I found out how much money they're going to offer me in my "new" job, which is really the same job but with a title and department change. It's right about exactly what Lana and I figured it'd be in our last communist cell meeting. Cheap fuckers. And the thing is, my new manager thinks it's "pretty good!", because compared to what he's normally able to get for other people, and what they pay us in general around here, he's right, it's not bad. But is it enough to work for Rapacious Corporate Landfuckers?? Stay tuned.
Speaking of whom, tomorrow I'm meeting with her and the other members of our colocation cabal for the first time. Not Lana for the first time, the other people. Duh. If you wouldn't read what I'm writing you'd know what I was saying better. Anyway, this is exciting because once the machine is set up, this very little cybervillage right here will be Movin On Up... On the other hand, the minute I try to load any of my content onto the box in the colo, it'll crash and all the backup media will grow fungi. I'm just special that way sometimes.
I also canceled my dentist appointment Today. Hurrah for me. Well, but besides being a bit pathetic, at least I didn't act even more pathetically and just show up because they were expecting me to and who am I to not do what's expected of me... Now on to the land of sonic screwdrivers and stereo eyephones, and most important of all, nitrous oxide...
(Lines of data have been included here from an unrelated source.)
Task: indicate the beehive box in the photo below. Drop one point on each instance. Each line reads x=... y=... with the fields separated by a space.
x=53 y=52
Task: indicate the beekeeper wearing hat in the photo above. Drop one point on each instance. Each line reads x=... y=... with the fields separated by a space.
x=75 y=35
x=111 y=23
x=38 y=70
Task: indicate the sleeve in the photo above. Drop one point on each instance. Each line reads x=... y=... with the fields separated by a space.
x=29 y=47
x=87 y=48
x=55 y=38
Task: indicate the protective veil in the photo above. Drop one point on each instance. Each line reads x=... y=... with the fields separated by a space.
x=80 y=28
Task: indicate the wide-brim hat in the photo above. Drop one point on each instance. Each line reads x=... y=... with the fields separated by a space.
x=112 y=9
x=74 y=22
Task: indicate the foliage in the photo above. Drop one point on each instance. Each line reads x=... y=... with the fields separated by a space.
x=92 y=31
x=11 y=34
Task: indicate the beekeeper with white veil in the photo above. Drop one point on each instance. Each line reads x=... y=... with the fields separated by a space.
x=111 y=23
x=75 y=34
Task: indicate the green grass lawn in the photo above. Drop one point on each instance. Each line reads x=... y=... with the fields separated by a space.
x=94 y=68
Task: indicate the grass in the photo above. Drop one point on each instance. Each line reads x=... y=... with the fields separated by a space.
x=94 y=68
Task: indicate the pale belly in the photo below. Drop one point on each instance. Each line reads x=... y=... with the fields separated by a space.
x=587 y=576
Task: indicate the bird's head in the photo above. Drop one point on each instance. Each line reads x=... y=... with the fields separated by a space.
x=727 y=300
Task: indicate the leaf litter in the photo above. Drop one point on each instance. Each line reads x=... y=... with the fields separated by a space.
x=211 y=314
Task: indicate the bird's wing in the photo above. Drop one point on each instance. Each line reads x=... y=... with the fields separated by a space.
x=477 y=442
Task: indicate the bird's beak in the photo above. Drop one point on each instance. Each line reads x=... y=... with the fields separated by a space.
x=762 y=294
Hmmm. What other vague speedbumps rising up above the ground fog of this unexamined life? I was kind of hoping that Giles and Professor Walsh would get together in Buffy, but that doesn't look too promising now. Unless they're acting like 4th graders which I suppose is possible. "Oh please, she's like 40! She has better things to do than hang out with a bunch of kids." Ha. Again with 2 weeks of reruns now. Oy.
Whee. 41 minutes to go. Again. Tick.
Willfully blind self-indulgent nebbish or amusingly quirky old coot? And how bout that local sports team? Discuss among yourselves.
All names are fake, most places are real, the author is definitely unreliable but it's all in good fun. Yep.